Specifically, for the preprocessing module 100, lung cancer tissue slice data that meets the requirements of the pathology department of hospitals (i.e., that can be judged by histological classification) is collected. The pathologist performs two classification labels on the WSI image frames, each tile (small grid) of the WSI image, for example, normal VS specific disease species, namely lung adenocarcinoma/lung squamous carcinoma, and performs three classification evaluations on a lung cancer database according to WHO lung cancer histological classification standards (2015), including lung adenocarcinoma, lung squamous carcinoma and normal. And the lung adenocarcinoma is given two classification labels per tile according to WHO lung cancer histological classification criteria (2015), such as normal VS specific disease species, i.e. parietal/acinar/papillary/solidity, and four classification assessments are made on the lung adenocarcinoma database according to WHO lung cancer histological classification criteria (2015) including parietal, acinar, papillary and solidity.

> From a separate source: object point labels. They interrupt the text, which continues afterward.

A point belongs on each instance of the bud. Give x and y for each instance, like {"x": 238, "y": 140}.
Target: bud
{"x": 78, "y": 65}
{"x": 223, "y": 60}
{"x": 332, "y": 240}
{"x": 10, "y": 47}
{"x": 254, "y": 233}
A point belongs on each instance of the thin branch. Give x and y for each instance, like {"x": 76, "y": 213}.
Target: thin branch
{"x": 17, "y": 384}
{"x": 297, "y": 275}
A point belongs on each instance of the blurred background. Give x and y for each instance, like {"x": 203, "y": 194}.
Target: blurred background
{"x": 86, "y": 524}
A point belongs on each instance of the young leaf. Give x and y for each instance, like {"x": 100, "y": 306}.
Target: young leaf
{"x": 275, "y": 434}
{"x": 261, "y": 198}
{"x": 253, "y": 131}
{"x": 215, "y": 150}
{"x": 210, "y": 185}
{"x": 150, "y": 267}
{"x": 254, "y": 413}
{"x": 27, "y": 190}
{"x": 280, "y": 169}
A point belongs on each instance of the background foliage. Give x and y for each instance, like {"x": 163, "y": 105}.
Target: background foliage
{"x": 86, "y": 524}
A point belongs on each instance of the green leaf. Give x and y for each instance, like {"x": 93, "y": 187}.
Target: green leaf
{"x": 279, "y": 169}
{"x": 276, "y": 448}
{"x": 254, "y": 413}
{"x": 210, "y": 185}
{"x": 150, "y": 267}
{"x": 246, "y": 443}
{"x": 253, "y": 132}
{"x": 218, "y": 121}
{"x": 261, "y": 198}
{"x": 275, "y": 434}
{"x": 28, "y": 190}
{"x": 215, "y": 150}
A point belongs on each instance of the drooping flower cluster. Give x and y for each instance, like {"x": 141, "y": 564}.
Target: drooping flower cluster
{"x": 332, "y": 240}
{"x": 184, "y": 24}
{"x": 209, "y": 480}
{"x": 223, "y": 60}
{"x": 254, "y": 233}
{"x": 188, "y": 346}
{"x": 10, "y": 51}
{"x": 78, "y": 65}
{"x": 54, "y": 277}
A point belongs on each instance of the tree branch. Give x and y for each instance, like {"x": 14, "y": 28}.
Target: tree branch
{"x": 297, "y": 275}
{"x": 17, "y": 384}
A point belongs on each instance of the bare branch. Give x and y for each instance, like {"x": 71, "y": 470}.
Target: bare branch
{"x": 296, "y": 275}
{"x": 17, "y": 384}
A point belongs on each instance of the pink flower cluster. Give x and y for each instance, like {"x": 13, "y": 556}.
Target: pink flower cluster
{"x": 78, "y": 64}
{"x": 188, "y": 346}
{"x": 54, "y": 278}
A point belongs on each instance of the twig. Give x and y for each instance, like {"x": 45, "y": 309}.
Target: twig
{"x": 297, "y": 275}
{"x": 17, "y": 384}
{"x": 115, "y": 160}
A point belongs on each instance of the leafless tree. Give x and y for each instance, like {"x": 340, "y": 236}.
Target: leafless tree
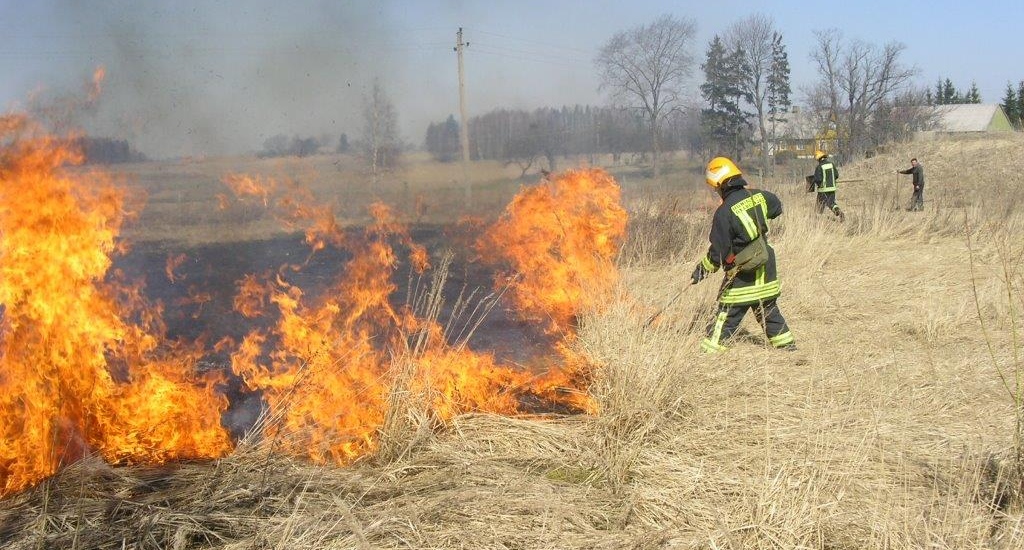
{"x": 856, "y": 79}
{"x": 646, "y": 68}
{"x": 753, "y": 36}
{"x": 380, "y": 144}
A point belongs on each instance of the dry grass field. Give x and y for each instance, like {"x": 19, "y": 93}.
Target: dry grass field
{"x": 893, "y": 425}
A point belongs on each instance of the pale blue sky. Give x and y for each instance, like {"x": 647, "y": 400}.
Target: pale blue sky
{"x": 188, "y": 77}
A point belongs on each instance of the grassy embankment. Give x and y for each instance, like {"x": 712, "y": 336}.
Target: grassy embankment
{"x": 889, "y": 428}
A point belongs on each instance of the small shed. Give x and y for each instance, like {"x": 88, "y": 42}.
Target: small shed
{"x": 973, "y": 118}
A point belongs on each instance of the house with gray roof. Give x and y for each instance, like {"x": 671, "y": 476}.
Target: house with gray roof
{"x": 972, "y": 118}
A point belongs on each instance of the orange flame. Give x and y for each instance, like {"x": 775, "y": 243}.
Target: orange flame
{"x": 326, "y": 366}
{"x": 559, "y": 241}
{"x": 75, "y": 375}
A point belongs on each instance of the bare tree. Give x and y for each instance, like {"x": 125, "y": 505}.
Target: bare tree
{"x": 856, "y": 79}
{"x": 754, "y": 37}
{"x": 646, "y": 69}
{"x": 380, "y": 144}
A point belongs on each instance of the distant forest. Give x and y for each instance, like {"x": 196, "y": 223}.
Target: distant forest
{"x": 524, "y": 136}
{"x": 108, "y": 151}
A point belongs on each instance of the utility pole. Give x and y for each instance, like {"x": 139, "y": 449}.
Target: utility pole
{"x": 464, "y": 124}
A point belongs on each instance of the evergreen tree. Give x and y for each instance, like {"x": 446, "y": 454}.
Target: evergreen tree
{"x": 778, "y": 84}
{"x": 973, "y": 95}
{"x": 1020, "y": 103}
{"x": 1012, "y": 106}
{"x": 949, "y": 93}
{"x": 723, "y": 121}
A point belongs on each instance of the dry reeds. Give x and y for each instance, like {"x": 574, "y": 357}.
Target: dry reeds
{"x": 889, "y": 428}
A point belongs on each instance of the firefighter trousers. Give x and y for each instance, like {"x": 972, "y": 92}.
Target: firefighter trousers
{"x": 727, "y": 321}
{"x": 826, "y": 201}
{"x": 918, "y": 199}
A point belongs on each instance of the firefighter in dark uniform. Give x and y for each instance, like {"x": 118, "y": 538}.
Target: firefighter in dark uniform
{"x": 918, "y": 200}
{"x": 741, "y": 218}
{"x": 824, "y": 179}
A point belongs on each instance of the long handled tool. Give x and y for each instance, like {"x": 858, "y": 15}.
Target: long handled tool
{"x": 896, "y": 206}
{"x": 726, "y": 282}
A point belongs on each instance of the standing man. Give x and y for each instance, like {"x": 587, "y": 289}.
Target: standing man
{"x": 918, "y": 201}
{"x": 740, "y": 219}
{"x": 824, "y": 179}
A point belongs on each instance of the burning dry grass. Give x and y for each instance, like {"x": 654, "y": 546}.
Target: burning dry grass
{"x": 889, "y": 428}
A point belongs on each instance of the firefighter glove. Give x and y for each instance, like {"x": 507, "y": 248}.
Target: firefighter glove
{"x": 699, "y": 272}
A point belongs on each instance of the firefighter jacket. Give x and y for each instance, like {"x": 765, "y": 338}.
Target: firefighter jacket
{"x": 742, "y": 217}
{"x": 919, "y": 175}
{"x": 825, "y": 176}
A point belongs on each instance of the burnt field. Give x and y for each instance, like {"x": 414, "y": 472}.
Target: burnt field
{"x": 199, "y": 303}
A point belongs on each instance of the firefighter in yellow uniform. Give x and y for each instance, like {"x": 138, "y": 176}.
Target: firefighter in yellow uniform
{"x": 741, "y": 218}
{"x": 824, "y": 181}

And the model building module 200 is used for respectively building a slice tile model and a slice aggregation model according to the lung cancer sample.
Specifically, for the model construction module 200, for the construction of the tile model, based on the existing basic network model, in combination with the characteristics of pathological image recognition, the number of layers, depth and super-parameter tuning are fully considered, and a plurality of convolutional neural network models (including se _ rest 101, se _ rest 152, initiation _ v4, sensing 154, and the like) are constructed; for the construction of the slice aggregation model, the characteristics of the slice tile model are extracted to form a whole slice heat map, and quantification is carried out according to whether the counting appears in each area or not, and the standard definition is carried out on the quantification result of the invention by labeling of a pathologist.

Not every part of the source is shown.